The budget for Fairmount park has been cut approximately 75% in real terms since the early 1970s.

This means for example that Fairmount Park’s masons, ostensibly responsible for all stone, brick, concrete, stucco, and plaster work in all of Fairmount Park including the park buildings, has gone from a staff of over 150 people, to a staff of 5.

This means that Fairmount Park’s District 3 which includes the Wissahickon, street trees throughout northwest Philadelphia, numerous small parks in the area, and numerous ball fields, has had its staff reduced from 50 or 60 people to around 8.

In the early 1970s, twenty full time park policemen patrolled the Wissahickon park on horseback in three shifts. Now there is virtually no police or other credible law enforcement or emergency response in the Wissahickon.

In the the face of this neglect by the city, Fairmount Park Commission strives valiantly to make the most of its resources. The dedication of their staff is truly impressive, as they work to make the most of the resources allocated to them.

Does the Philadelphia Water Department have any oversight responsibility for the Wissahickon?

The Water Department has a Watersheds Department that has some responsibility for watershed parks including the Wissahickon. The Philadlephia Water Department also has a great deal of infrastructure in Wissahickon.

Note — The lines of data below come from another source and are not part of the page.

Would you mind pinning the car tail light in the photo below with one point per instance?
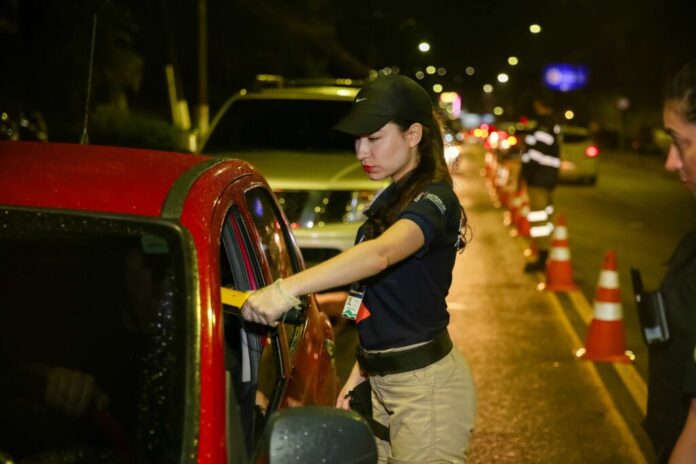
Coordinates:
(592, 151)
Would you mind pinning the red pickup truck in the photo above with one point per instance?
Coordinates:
(114, 343)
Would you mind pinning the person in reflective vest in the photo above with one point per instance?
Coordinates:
(540, 165)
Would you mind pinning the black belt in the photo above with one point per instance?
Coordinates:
(394, 362)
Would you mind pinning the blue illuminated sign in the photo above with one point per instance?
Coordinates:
(565, 77)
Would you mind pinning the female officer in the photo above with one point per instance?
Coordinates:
(671, 415)
(401, 270)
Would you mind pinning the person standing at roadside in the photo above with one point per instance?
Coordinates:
(401, 271)
(540, 165)
(671, 413)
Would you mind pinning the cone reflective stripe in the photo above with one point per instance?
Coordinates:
(515, 205)
(523, 223)
(559, 270)
(606, 336)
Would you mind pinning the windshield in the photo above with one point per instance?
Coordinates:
(280, 124)
(92, 353)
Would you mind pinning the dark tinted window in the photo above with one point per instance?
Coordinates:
(97, 306)
(280, 124)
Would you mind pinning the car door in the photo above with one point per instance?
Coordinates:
(256, 248)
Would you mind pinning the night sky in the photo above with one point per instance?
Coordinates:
(629, 47)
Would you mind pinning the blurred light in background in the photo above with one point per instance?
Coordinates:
(452, 103)
(565, 77)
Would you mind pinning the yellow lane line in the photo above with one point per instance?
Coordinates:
(612, 411)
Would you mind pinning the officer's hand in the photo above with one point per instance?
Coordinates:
(267, 305)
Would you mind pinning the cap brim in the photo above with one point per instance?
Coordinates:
(361, 123)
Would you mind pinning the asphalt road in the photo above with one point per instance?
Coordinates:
(536, 401)
(637, 209)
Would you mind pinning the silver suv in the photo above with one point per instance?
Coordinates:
(286, 133)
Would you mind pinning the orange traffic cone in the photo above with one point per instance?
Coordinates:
(516, 205)
(606, 338)
(523, 227)
(559, 271)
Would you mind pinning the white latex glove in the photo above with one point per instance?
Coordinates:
(268, 304)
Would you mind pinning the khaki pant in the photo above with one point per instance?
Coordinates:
(429, 412)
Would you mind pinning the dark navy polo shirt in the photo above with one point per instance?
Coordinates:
(407, 300)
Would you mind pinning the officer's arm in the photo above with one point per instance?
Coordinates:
(366, 259)
(685, 449)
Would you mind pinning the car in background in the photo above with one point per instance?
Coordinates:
(579, 155)
(113, 260)
(286, 133)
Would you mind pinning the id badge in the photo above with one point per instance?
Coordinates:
(355, 297)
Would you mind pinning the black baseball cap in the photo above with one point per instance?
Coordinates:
(389, 98)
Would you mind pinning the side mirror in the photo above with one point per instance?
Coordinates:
(317, 434)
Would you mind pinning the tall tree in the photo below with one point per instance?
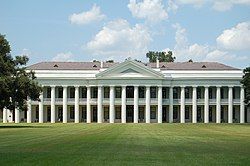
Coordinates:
(246, 84)
(161, 56)
(16, 83)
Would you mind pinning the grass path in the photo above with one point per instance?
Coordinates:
(124, 144)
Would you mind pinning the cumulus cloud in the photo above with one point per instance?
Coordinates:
(63, 57)
(236, 38)
(151, 10)
(218, 5)
(119, 39)
(183, 50)
(87, 17)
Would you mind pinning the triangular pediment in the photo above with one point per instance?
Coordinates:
(130, 69)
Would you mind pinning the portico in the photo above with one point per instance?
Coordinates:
(131, 92)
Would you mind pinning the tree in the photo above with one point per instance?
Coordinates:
(246, 84)
(161, 56)
(16, 83)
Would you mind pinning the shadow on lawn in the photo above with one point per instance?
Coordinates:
(14, 126)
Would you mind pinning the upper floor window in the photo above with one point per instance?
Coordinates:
(60, 92)
(106, 92)
(71, 92)
(48, 92)
(94, 92)
(141, 92)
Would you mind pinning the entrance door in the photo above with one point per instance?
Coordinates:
(94, 114)
(129, 113)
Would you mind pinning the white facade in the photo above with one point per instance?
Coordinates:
(132, 92)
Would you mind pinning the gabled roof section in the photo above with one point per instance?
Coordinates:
(130, 69)
(69, 65)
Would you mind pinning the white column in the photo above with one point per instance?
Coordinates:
(4, 115)
(194, 106)
(171, 105)
(182, 104)
(99, 105)
(77, 118)
(159, 104)
(123, 104)
(65, 100)
(29, 111)
(41, 108)
(136, 103)
(53, 99)
(206, 105)
(230, 104)
(147, 104)
(88, 104)
(242, 105)
(111, 104)
(17, 115)
(218, 105)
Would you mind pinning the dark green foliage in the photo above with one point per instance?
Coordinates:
(161, 56)
(16, 84)
(246, 84)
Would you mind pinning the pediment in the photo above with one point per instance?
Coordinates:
(130, 69)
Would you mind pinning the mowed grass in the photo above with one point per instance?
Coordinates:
(124, 144)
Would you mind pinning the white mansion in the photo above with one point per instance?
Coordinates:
(131, 91)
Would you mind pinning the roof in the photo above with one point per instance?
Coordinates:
(162, 65)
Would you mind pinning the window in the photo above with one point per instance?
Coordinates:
(60, 92)
(187, 113)
(106, 92)
(141, 92)
(210, 93)
(118, 92)
(164, 93)
(153, 113)
(187, 93)
(84, 92)
(72, 113)
(118, 114)
(175, 112)
(198, 93)
(48, 92)
(175, 93)
(153, 92)
(71, 92)
(94, 92)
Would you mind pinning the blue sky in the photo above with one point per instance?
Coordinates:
(83, 30)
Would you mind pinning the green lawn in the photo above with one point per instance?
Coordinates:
(124, 144)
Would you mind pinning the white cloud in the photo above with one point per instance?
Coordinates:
(222, 5)
(172, 6)
(63, 57)
(87, 17)
(223, 56)
(236, 38)
(219, 5)
(119, 39)
(151, 10)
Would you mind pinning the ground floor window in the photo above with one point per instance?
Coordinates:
(72, 113)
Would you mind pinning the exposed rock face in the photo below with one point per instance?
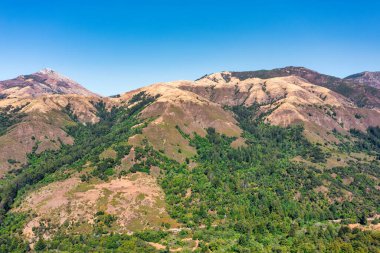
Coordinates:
(41, 83)
(368, 78)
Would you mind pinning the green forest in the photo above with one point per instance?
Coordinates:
(254, 198)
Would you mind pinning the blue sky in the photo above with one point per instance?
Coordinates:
(115, 46)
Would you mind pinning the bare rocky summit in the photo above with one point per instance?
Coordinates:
(41, 83)
(366, 77)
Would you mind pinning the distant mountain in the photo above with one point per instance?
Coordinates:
(362, 93)
(43, 82)
(260, 161)
(367, 78)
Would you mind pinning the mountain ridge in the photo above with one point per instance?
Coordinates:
(43, 82)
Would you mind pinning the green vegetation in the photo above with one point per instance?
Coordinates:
(249, 199)
(10, 116)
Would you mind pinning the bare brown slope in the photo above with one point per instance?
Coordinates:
(177, 107)
(361, 93)
(41, 83)
(368, 78)
(42, 127)
(292, 99)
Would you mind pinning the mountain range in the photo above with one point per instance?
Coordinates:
(174, 164)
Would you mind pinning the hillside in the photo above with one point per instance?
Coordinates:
(262, 161)
(363, 94)
(368, 78)
(41, 83)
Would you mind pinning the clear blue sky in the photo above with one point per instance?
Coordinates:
(115, 46)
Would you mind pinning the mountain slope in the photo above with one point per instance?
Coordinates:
(363, 94)
(225, 163)
(368, 78)
(41, 83)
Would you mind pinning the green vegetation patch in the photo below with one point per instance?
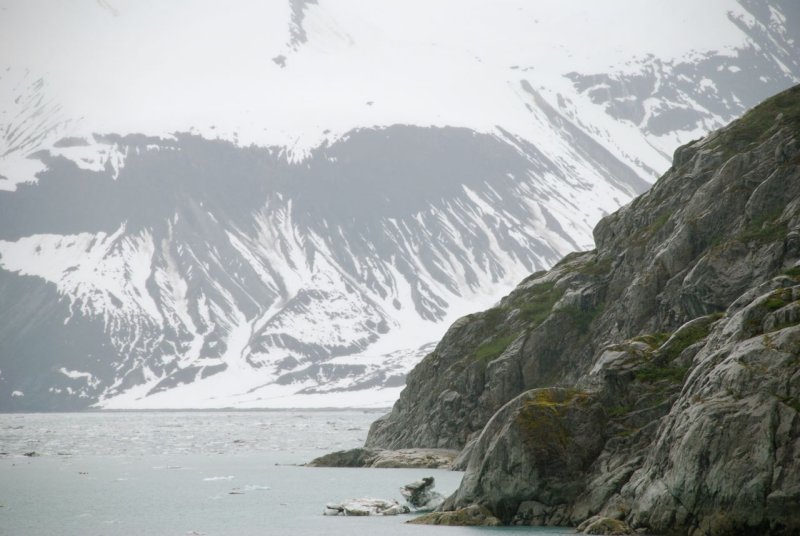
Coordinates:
(654, 373)
(541, 421)
(764, 229)
(755, 125)
(790, 401)
(793, 272)
(596, 268)
(685, 337)
(778, 299)
(648, 232)
(535, 307)
(491, 350)
(654, 340)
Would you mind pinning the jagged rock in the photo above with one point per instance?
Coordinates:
(469, 516)
(604, 525)
(421, 496)
(379, 458)
(345, 458)
(365, 507)
(655, 380)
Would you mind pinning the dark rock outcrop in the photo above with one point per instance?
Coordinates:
(385, 459)
(655, 380)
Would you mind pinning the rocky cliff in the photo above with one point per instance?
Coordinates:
(654, 380)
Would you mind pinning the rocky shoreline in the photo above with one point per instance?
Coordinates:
(653, 382)
(388, 459)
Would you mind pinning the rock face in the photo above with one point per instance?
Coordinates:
(365, 507)
(385, 459)
(420, 494)
(654, 380)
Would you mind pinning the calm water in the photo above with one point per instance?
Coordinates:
(192, 473)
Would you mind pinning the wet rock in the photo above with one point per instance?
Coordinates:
(470, 516)
(605, 525)
(365, 507)
(420, 494)
(653, 381)
(380, 458)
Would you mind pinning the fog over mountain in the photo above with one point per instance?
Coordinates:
(284, 205)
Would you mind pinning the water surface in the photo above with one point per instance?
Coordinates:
(196, 473)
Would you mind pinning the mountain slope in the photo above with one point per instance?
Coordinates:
(297, 231)
(653, 380)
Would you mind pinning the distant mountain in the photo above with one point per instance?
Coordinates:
(220, 264)
(653, 381)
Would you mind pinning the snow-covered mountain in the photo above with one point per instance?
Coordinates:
(284, 205)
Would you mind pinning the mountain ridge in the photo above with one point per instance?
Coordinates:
(653, 380)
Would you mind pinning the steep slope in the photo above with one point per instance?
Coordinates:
(655, 379)
(316, 198)
(188, 272)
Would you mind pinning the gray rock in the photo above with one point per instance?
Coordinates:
(420, 495)
(365, 507)
(380, 458)
(654, 381)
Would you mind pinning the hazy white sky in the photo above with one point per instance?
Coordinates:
(154, 66)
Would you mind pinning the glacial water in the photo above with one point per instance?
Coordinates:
(196, 473)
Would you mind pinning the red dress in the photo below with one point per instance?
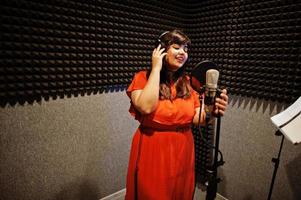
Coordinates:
(162, 149)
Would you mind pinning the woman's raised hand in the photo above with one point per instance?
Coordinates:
(157, 58)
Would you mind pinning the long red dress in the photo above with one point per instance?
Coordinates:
(162, 149)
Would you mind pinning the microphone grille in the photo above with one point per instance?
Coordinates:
(212, 78)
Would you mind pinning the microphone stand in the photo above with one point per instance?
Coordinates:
(213, 180)
(276, 164)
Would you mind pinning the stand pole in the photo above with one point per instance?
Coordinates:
(276, 164)
(213, 180)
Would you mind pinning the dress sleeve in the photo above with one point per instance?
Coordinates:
(196, 98)
(138, 83)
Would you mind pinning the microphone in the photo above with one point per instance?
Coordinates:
(211, 90)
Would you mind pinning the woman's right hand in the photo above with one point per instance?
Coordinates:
(157, 58)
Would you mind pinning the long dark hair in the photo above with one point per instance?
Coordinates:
(179, 77)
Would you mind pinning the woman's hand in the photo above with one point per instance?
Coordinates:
(221, 103)
(157, 58)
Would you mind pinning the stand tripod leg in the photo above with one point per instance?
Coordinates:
(276, 162)
(213, 180)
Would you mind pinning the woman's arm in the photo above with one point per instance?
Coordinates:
(145, 100)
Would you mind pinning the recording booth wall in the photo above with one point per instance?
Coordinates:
(61, 49)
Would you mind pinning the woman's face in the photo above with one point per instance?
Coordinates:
(176, 56)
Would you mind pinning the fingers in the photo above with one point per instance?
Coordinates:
(221, 103)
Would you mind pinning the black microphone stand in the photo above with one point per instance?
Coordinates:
(213, 180)
(276, 164)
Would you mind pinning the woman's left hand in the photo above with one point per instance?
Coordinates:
(221, 103)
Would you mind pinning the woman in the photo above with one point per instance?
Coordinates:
(161, 162)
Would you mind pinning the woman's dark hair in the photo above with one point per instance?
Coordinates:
(179, 77)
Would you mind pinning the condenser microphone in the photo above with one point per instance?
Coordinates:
(211, 89)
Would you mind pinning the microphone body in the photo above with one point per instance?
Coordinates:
(211, 90)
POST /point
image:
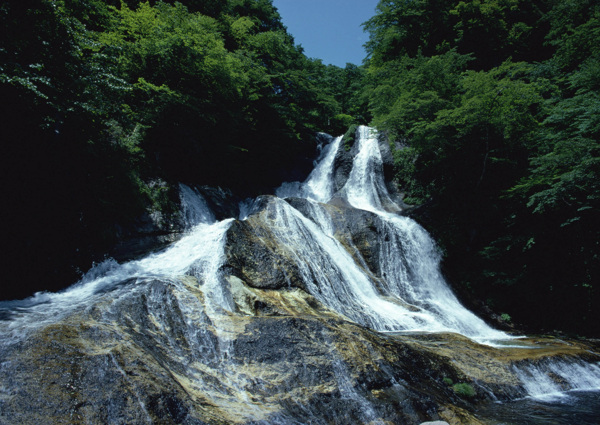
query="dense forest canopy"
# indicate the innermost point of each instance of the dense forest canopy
(498, 103)
(108, 104)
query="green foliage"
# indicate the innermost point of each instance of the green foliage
(114, 101)
(497, 104)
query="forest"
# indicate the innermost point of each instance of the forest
(108, 105)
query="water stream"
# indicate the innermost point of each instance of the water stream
(405, 293)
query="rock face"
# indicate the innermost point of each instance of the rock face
(303, 312)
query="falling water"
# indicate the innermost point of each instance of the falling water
(190, 314)
(416, 297)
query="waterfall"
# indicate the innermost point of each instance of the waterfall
(356, 307)
(199, 252)
(554, 378)
(416, 297)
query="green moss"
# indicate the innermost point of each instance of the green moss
(464, 390)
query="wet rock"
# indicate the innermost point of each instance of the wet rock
(253, 256)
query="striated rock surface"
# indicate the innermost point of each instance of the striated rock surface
(324, 309)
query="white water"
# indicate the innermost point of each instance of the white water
(552, 379)
(199, 253)
(409, 293)
(416, 297)
(319, 184)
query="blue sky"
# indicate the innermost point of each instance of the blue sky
(328, 29)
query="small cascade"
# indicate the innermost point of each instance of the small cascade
(554, 378)
(195, 210)
(416, 297)
(365, 188)
(319, 184)
(194, 254)
(328, 307)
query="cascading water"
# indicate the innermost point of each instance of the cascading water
(416, 298)
(328, 342)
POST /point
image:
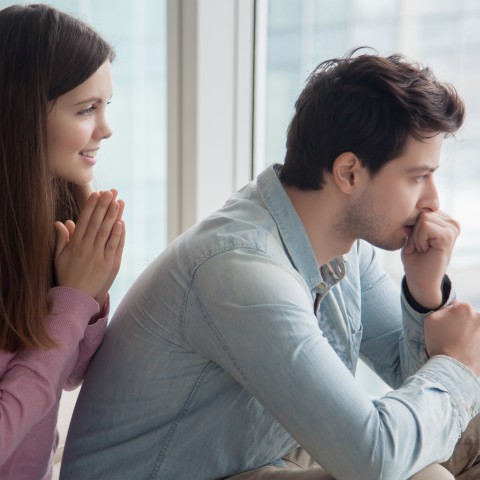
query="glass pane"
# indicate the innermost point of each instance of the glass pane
(134, 160)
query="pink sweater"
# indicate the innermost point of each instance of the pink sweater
(31, 384)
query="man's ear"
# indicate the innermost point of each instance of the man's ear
(347, 170)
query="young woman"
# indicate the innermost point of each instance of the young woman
(60, 244)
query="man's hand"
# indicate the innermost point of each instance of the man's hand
(455, 331)
(426, 255)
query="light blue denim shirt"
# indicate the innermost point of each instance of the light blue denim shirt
(215, 362)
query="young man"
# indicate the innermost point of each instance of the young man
(234, 353)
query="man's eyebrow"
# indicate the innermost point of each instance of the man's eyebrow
(91, 100)
(421, 168)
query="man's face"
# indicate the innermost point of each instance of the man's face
(388, 205)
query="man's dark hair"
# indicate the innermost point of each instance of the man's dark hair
(368, 105)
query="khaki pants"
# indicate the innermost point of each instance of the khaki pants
(300, 466)
(464, 463)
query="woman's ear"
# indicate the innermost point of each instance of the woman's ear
(346, 172)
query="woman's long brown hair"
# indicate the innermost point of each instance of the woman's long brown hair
(44, 53)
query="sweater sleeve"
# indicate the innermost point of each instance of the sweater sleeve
(88, 346)
(31, 380)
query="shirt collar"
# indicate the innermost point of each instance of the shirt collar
(289, 225)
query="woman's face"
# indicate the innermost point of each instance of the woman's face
(76, 125)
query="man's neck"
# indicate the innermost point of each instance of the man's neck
(319, 210)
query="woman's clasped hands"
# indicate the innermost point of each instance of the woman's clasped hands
(88, 254)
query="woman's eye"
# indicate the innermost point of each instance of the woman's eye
(88, 110)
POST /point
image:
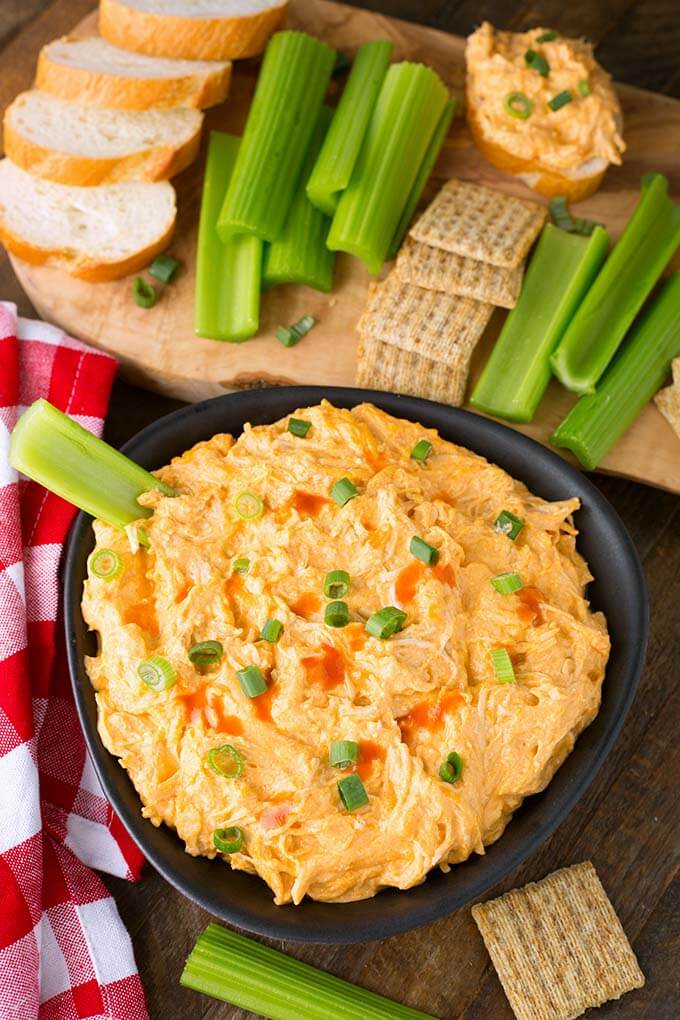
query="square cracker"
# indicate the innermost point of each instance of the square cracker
(436, 269)
(558, 946)
(480, 223)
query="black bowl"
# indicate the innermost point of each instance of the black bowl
(618, 590)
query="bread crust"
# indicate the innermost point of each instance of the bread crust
(189, 38)
(94, 88)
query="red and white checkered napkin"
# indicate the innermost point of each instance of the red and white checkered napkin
(64, 953)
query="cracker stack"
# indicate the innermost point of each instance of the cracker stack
(463, 257)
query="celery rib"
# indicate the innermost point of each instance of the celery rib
(591, 340)
(331, 171)
(53, 450)
(290, 92)
(518, 370)
(597, 420)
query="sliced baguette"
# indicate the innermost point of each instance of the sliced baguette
(87, 145)
(196, 30)
(93, 233)
(93, 71)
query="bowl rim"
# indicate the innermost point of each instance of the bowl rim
(558, 799)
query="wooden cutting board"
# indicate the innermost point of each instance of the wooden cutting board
(158, 349)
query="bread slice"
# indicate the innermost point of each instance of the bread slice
(196, 30)
(93, 233)
(86, 145)
(90, 70)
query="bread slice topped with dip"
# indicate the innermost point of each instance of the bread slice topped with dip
(539, 106)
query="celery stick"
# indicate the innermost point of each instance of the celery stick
(57, 453)
(429, 159)
(227, 275)
(331, 172)
(238, 970)
(290, 92)
(650, 237)
(410, 104)
(596, 421)
(518, 370)
(300, 255)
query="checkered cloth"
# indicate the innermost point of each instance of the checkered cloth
(64, 953)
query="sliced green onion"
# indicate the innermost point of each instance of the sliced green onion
(206, 653)
(385, 622)
(517, 373)
(336, 614)
(157, 673)
(344, 491)
(289, 96)
(594, 334)
(249, 506)
(299, 427)
(536, 61)
(228, 840)
(405, 118)
(331, 171)
(518, 105)
(239, 970)
(596, 421)
(423, 552)
(252, 681)
(271, 631)
(507, 583)
(421, 451)
(57, 453)
(144, 293)
(503, 665)
(225, 761)
(452, 768)
(353, 793)
(336, 584)
(164, 268)
(344, 753)
(105, 563)
(508, 523)
(292, 335)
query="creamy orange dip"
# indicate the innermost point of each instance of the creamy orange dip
(408, 701)
(582, 137)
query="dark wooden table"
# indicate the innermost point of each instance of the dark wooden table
(627, 823)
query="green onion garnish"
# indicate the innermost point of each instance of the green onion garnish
(271, 631)
(228, 840)
(344, 753)
(336, 614)
(536, 61)
(299, 427)
(507, 583)
(206, 653)
(105, 563)
(164, 268)
(144, 294)
(385, 622)
(336, 584)
(342, 492)
(225, 761)
(518, 105)
(249, 506)
(562, 98)
(503, 665)
(157, 673)
(353, 793)
(423, 552)
(252, 681)
(508, 523)
(452, 768)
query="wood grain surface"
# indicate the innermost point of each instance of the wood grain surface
(627, 823)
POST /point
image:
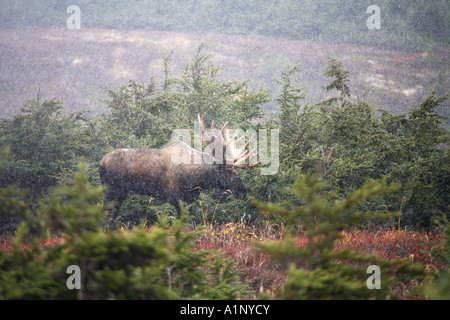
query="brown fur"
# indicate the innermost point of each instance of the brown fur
(152, 172)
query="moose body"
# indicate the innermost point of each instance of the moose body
(153, 172)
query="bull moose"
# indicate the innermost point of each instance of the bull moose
(153, 172)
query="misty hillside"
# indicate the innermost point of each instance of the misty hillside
(398, 64)
(405, 24)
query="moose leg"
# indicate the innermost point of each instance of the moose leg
(117, 200)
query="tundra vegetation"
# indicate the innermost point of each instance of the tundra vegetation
(348, 175)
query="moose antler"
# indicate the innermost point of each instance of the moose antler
(240, 157)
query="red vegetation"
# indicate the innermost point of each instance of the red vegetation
(235, 241)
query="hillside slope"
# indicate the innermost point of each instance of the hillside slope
(78, 64)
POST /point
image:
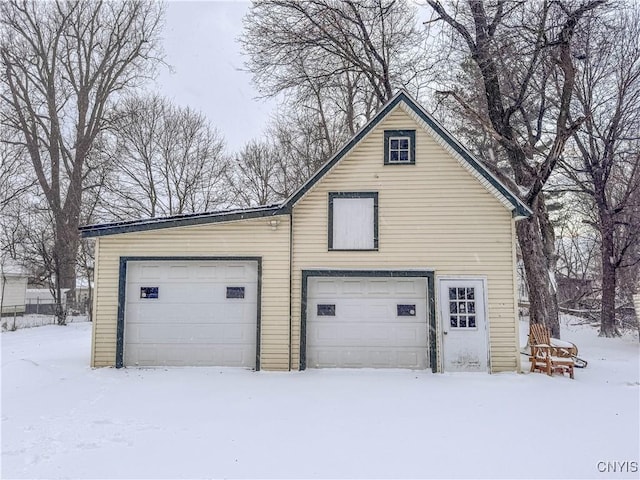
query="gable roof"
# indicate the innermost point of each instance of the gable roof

For these reasons, Philadelphia Water Department personnel and equipment are at work in the Wissahickon almost as frequently as Fairmount Park Commision personnel and equipment. Often the two agencies work together and both agencies work with the Friends of the Wissahickon.

However, in aggregate, the city has proven itself inadequate to the task of caring for its citizens’ parks.

This overall situation has created the need and opportunity for the Friends of the Wissahickon to take an ever greater role in improving the Wissahickon park both for the park’s ecological health and longevity and for enjoyable use by the public.